Provably Robust Sponge-Based PRNGs and KDFs

We study the problem of devising provably secure PRNGs with input based on the sponge paradigm. Such constructions are very appealing, as efficient software/hardware implementations of SHA-3 can easily be translated into a PRNG in a nearly black-box way. The only existing sponge-based construction, proposed by Bertoni et al. CHES 2010, fails to achieve the security notion of robustness recently considered by Dodis et al. CCS 2013, for two reasons: 1 The construction is deterministic, and thus there are high-entropy input distributions on which the construction fails to extract random bits, and 2 The construction is not forward secure, and presented solutions aiming at restoring forward security have not been rigorously analyzed. We propose a seeded variant of Bertoni et al.'s PRNG with input which we prove secure in the sense of robustness, delivering in particular concrete security bounds.

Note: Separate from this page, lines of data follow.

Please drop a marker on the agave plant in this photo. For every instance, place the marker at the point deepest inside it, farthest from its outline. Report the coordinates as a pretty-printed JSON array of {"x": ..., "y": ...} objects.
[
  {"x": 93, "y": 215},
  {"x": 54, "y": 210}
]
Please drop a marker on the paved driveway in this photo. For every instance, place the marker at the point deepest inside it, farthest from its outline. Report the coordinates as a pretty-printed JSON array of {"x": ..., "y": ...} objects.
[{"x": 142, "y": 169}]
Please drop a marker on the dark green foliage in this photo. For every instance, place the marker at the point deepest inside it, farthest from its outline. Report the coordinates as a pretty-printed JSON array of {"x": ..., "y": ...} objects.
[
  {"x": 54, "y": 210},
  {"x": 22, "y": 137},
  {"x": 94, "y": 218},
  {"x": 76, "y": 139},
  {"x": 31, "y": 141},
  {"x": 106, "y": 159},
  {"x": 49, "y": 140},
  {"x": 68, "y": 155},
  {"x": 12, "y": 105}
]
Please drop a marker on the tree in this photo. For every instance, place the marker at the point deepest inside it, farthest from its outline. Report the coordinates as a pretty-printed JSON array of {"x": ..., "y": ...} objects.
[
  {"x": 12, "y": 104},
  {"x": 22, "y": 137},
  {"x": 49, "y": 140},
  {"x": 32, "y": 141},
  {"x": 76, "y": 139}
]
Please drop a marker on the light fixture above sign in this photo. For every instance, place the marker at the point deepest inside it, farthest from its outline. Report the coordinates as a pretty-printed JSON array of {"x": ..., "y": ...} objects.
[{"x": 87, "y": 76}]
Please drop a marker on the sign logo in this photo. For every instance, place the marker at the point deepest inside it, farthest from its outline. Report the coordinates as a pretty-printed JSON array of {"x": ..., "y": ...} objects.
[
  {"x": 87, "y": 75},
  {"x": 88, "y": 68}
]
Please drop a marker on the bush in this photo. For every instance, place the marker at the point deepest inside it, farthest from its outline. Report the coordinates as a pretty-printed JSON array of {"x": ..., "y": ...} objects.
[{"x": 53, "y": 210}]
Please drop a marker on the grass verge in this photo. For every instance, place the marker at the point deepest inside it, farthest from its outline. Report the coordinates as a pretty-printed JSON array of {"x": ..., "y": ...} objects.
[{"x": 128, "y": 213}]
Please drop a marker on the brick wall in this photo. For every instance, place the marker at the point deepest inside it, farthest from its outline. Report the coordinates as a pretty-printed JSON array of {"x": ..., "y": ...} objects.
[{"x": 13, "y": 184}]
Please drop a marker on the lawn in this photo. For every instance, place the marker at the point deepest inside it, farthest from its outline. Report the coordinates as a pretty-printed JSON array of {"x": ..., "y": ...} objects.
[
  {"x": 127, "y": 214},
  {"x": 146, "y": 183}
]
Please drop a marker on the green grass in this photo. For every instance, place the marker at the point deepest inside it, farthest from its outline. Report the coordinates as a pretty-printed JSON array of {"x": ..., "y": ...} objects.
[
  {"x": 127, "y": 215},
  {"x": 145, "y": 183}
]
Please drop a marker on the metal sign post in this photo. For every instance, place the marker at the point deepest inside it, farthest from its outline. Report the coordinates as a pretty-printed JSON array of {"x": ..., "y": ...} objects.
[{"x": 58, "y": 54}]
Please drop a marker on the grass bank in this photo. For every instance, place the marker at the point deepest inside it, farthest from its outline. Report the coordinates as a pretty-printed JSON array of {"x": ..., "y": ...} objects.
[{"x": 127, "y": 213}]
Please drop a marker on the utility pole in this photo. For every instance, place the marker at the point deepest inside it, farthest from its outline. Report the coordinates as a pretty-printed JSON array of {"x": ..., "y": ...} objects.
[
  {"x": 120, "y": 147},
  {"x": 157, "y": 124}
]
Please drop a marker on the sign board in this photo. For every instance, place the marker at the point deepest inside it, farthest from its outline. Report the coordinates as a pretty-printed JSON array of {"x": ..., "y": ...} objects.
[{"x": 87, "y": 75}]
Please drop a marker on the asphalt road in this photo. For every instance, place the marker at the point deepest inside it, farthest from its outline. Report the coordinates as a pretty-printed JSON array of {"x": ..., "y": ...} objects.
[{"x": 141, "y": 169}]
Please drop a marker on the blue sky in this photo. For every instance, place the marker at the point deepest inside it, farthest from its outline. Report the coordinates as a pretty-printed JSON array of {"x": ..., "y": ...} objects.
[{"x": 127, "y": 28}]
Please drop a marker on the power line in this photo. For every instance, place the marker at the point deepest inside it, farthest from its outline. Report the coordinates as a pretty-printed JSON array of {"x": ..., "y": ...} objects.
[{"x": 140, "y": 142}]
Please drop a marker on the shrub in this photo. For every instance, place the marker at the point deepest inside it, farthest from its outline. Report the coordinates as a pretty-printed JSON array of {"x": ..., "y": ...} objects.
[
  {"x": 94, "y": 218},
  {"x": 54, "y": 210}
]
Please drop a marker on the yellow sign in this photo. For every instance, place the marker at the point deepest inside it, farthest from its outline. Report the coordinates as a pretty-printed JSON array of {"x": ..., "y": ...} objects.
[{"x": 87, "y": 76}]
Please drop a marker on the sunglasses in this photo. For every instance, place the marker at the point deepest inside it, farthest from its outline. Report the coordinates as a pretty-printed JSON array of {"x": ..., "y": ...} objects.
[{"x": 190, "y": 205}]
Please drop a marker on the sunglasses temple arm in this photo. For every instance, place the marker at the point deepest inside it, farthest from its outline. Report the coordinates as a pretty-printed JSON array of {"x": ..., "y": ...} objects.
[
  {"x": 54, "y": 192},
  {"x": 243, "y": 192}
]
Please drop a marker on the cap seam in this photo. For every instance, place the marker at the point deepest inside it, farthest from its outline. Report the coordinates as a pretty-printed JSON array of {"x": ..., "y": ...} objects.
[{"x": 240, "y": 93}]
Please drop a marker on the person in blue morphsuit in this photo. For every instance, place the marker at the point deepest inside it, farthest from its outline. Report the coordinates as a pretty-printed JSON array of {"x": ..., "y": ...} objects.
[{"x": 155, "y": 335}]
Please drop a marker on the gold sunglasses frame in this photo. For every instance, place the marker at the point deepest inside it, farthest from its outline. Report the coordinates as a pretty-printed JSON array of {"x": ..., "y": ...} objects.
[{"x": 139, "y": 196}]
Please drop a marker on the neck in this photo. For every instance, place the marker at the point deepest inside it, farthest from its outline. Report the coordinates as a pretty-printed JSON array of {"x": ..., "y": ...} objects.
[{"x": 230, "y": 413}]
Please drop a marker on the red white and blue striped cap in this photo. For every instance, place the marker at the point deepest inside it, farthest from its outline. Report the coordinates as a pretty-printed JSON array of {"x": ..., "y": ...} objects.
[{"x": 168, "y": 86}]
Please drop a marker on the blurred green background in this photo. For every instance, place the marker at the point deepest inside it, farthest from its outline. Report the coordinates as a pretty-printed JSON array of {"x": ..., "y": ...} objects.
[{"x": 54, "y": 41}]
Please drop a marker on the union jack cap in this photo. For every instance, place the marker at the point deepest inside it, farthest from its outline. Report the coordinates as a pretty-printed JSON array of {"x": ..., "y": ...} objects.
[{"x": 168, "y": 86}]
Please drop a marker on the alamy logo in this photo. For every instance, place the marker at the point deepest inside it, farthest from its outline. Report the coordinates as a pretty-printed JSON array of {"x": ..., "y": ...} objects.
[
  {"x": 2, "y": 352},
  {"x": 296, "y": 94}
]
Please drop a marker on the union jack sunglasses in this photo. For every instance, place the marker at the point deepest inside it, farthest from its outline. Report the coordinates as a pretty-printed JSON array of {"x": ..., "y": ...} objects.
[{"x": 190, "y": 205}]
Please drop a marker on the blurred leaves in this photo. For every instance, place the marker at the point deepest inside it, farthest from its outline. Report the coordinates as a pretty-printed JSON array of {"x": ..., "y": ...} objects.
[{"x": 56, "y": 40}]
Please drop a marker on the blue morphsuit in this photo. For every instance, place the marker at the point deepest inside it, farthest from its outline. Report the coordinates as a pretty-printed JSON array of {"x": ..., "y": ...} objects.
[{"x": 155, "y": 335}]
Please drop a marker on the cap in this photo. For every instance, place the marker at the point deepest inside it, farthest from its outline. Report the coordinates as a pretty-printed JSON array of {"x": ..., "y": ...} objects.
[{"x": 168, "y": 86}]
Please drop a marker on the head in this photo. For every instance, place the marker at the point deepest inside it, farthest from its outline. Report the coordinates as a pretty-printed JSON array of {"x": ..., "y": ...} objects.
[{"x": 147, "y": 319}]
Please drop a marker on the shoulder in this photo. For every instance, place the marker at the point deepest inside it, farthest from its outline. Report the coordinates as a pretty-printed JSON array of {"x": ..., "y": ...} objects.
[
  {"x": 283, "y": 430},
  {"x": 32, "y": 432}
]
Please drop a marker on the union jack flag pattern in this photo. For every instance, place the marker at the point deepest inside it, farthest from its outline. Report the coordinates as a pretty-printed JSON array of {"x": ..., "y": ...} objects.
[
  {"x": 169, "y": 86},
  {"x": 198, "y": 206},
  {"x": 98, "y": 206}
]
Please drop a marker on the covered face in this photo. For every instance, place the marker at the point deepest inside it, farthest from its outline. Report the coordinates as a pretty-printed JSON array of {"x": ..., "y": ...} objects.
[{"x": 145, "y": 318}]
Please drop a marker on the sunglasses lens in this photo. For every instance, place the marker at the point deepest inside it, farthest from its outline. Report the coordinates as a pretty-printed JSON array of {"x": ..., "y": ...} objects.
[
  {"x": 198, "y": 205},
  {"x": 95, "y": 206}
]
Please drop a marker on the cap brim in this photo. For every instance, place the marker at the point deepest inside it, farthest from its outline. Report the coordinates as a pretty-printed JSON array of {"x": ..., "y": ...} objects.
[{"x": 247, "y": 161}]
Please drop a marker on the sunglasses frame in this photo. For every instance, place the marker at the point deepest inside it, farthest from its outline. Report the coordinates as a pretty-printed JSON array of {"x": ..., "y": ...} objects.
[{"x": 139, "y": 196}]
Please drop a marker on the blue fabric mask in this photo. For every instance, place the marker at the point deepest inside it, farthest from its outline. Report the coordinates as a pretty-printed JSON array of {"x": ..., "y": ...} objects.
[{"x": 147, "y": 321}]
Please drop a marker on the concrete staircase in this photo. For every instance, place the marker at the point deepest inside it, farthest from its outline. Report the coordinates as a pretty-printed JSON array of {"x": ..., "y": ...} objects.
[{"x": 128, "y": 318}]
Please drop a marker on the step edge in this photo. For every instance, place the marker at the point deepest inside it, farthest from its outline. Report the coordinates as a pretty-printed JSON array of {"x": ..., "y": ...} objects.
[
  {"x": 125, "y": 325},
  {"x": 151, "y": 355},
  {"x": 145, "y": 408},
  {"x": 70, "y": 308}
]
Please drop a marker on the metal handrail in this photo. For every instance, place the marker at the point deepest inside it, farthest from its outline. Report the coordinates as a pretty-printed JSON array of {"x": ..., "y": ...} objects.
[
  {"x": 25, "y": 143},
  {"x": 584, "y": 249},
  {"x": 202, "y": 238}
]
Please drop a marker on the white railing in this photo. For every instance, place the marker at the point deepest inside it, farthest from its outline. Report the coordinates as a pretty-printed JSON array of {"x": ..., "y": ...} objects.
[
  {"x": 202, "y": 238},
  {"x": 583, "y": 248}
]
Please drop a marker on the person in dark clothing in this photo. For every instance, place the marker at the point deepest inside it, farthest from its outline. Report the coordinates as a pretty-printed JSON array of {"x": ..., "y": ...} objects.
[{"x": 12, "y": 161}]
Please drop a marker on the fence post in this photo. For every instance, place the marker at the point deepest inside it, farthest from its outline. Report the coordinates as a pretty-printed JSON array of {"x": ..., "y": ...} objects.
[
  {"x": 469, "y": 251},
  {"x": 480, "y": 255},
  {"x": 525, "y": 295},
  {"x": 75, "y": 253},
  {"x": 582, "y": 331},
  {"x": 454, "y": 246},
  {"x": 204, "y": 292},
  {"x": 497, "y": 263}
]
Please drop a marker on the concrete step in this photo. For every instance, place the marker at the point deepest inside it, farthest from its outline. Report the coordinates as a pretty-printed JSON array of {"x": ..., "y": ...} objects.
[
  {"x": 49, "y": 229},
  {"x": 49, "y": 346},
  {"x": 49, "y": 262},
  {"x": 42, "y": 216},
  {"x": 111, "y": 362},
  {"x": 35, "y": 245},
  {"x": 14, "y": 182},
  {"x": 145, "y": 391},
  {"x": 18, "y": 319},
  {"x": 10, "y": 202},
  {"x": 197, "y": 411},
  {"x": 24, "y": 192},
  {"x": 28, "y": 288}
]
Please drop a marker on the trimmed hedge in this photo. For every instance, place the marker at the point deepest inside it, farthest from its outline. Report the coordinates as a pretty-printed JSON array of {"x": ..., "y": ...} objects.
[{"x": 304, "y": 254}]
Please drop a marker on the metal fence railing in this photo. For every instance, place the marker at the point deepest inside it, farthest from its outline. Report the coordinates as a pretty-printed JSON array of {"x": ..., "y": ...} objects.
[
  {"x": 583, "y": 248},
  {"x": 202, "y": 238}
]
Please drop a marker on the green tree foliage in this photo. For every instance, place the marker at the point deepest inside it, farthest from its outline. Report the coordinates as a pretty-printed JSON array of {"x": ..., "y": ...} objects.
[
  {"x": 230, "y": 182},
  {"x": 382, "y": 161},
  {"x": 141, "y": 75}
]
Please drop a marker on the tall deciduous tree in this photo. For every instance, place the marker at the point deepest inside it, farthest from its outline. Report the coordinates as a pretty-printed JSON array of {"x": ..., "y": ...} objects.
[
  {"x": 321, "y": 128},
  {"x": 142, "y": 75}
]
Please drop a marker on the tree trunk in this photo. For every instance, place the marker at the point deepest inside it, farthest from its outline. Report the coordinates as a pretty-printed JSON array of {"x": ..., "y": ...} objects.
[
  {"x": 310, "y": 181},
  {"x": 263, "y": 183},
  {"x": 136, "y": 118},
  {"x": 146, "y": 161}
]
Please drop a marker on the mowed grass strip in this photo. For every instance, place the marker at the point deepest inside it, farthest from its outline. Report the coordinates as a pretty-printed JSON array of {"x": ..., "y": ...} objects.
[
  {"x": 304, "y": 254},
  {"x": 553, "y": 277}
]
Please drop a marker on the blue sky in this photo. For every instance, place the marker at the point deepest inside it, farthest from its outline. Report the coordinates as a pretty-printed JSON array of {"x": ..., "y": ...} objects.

On the way, we make what we believe to be an important conceptual contribution, developing a variant of the security framework of Dodis et al. tailored at the ideal permutation model that captures PRNG security in settings where the weakly random inputs are provided from a large class of possible adversarial samplers which are also allowed to query the random permutation. As a further application of our techniques, we also present an efficient sponge-based key-derivation function which can be instantiated from SHA-3 in a black-box fashion, which we also prove secure when fed with samples from permutation-dependent distributions.